School shooting suspect slipped past security via unsecured door, police say

A 17-year-old who opened fire at a Dallas high school on Tuesday, wounding five students, was able to bypass metal detectors by entering through an unsecured door that another student had opened for him, authorities said.
The shooter, Tracy Denard Haynes Jr., was charged with aggravated assault as part of a mass shooting, according to an arrest warrant affidavit. He turned himself in to the authorities on Tuesday night.
The shooting at Wilmer-Hutchins High School, about 10 miles southeast of downtown Dallas, was the second episode of gun violence to occur there in almost exactly one year. Last April, a student was charged with shooting one of his classmates in the leg while they were in class.
Around 1 p.m. Tuesday, investigators said, Haynes began shooting indiscriminately at a group of male students in a hallway after getting inside the school. The gunfire sent people running for cover, but one student was not able to get away, a school police officer said in the affidavit, citing security camera footage. That was when Haynes “appeared to take a point-blank shot,” the officer said.
Investigators said that five students were struck by the gunfire, which led authorities to place the high school and a nearby elementary school on lockdown. Classes were canceled for the rest of the week at the high school. A motive for the shooting was not immediately clear.
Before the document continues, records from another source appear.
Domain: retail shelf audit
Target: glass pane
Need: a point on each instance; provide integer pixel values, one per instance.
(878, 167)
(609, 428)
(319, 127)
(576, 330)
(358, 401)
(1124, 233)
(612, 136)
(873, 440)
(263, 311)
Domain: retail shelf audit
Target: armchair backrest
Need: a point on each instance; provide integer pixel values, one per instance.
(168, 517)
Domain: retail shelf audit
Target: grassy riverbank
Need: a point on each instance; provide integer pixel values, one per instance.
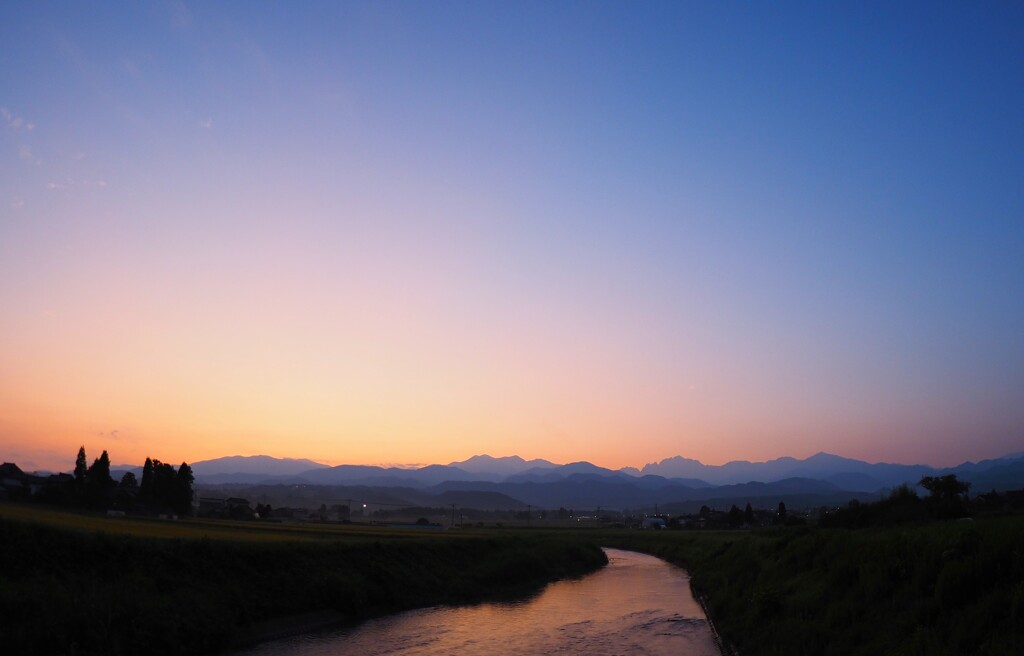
(942, 587)
(86, 584)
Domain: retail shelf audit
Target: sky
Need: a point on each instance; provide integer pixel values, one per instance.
(410, 232)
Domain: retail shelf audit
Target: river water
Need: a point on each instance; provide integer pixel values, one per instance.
(637, 605)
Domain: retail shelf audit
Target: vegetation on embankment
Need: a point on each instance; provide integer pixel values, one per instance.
(939, 587)
(75, 591)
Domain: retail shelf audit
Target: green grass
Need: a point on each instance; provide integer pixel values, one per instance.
(92, 584)
(941, 587)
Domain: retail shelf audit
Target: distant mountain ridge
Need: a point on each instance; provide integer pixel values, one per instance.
(822, 477)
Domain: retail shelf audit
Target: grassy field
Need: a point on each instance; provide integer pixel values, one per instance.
(941, 587)
(93, 584)
(208, 528)
(87, 583)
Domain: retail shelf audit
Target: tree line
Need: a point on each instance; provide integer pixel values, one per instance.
(162, 487)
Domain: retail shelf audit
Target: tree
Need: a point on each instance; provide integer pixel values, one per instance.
(146, 486)
(80, 468)
(98, 481)
(182, 494)
(945, 488)
(947, 495)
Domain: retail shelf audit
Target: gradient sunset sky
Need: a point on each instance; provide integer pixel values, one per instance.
(409, 232)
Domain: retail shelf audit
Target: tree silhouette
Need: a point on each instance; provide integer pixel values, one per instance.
(146, 486)
(98, 481)
(81, 469)
(183, 490)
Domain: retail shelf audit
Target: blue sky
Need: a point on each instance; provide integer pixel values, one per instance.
(411, 232)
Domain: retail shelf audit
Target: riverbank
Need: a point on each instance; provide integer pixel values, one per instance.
(74, 591)
(940, 587)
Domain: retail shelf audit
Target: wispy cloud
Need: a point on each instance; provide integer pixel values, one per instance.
(16, 123)
(71, 182)
(26, 155)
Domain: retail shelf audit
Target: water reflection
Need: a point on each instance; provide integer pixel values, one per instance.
(636, 605)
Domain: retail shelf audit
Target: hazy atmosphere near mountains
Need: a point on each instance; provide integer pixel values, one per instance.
(412, 232)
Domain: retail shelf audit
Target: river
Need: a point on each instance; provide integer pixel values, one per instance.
(637, 605)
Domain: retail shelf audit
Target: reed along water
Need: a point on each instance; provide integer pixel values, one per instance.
(637, 604)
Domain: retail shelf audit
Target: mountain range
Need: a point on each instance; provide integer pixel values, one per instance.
(676, 484)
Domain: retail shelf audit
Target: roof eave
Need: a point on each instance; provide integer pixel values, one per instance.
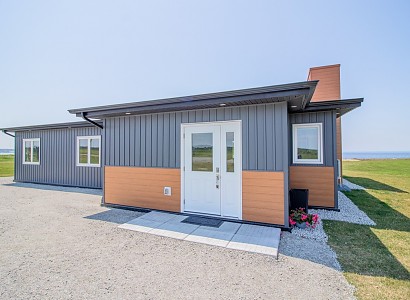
(49, 126)
(231, 98)
(342, 106)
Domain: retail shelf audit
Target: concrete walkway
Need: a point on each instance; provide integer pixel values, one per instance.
(246, 237)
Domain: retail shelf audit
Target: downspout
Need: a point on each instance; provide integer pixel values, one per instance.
(91, 121)
(9, 134)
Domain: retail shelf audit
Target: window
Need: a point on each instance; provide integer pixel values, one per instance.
(88, 151)
(31, 151)
(307, 143)
(230, 152)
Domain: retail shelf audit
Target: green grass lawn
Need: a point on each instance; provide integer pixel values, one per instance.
(376, 259)
(6, 165)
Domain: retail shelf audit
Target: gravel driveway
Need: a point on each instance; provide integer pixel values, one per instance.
(58, 243)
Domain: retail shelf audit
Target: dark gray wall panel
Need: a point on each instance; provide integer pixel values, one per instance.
(154, 140)
(328, 120)
(58, 158)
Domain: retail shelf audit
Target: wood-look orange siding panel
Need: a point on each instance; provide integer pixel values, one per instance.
(328, 87)
(319, 181)
(143, 187)
(339, 142)
(263, 198)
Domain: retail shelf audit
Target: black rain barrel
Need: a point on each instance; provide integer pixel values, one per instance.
(298, 198)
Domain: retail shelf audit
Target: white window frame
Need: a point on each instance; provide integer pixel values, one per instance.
(31, 162)
(319, 128)
(88, 138)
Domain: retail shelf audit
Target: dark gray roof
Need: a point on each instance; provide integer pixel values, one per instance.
(297, 95)
(50, 126)
(342, 106)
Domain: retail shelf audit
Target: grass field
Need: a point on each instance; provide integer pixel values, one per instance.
(6, 165)
(376, 259)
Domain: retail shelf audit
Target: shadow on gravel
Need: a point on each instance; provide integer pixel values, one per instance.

Four of the students who were injured in the shooting were taken to hospitals, said Jason L. Evans, a spokesperson for Dallas Fire-Rescue. As of Wednesday, two of them had been released, and the other two were being kept for observation, he said. It was unclear whether the fifth student who investigators had said had been struck by gunfire had received medical treatment.
A sixth student, a 14-year-old girl, was also taken to the hospital for anxiety-related symptoms, Evans said.
It was not immediately clear whether Haynes had a lawyer.
His aunt, Cynthia Haynes, told the Dallas Morning News on Tuesday that she was “shocked” to hear her nephew was the suspected shooter.
“He was not raised like that,” she said. “He came from a good family.”
Inmate records showed that Haynes was being held in lieu of $600,000 bond. Aggravated assault as part of a mass shooting is a first-degree felony in Texas; it carries a penalty of 5 to 99 years or life in prison for first-time offenders.
Urban Specialists, a Dallas organization that seeks to prevent violence, helped arrange for Haynes to turn himself in on Tuesday. The group did not immediately respond to a request for comment on Wednesday.
The organization’s president and chief executive, Antong Lucky, told CBS Texas that Haynes “was a young kid who was unaware, in my mind, of the consequences.” He said that it had been Haynes’ idea to turn himself in.
“He had the opportunity to run away from this situation,” he said, “but he said while I was sitting there talking to him that ‘I wanted to face this.’ ”
It was also not clear whether the student who let Haynes into the school through the unsecured door might face charges.
On April 12, 2024, a 17-year-old student fired a .38-caliber revolver at a classmate in a classroom at the school, wounding him in the leg in what the authorities said at the time was a targeted shooting. A teacher was credited with getting the student who fired the weapon to leave the school building before the student was taken into custody near the school’s stadium. The victim’s injuries were not life-threatening.
That episode prompted a walkout – a year to the day before the shooting on Tuesday – by students in protest of what they said were lax security measures at the school, which has metal detectors.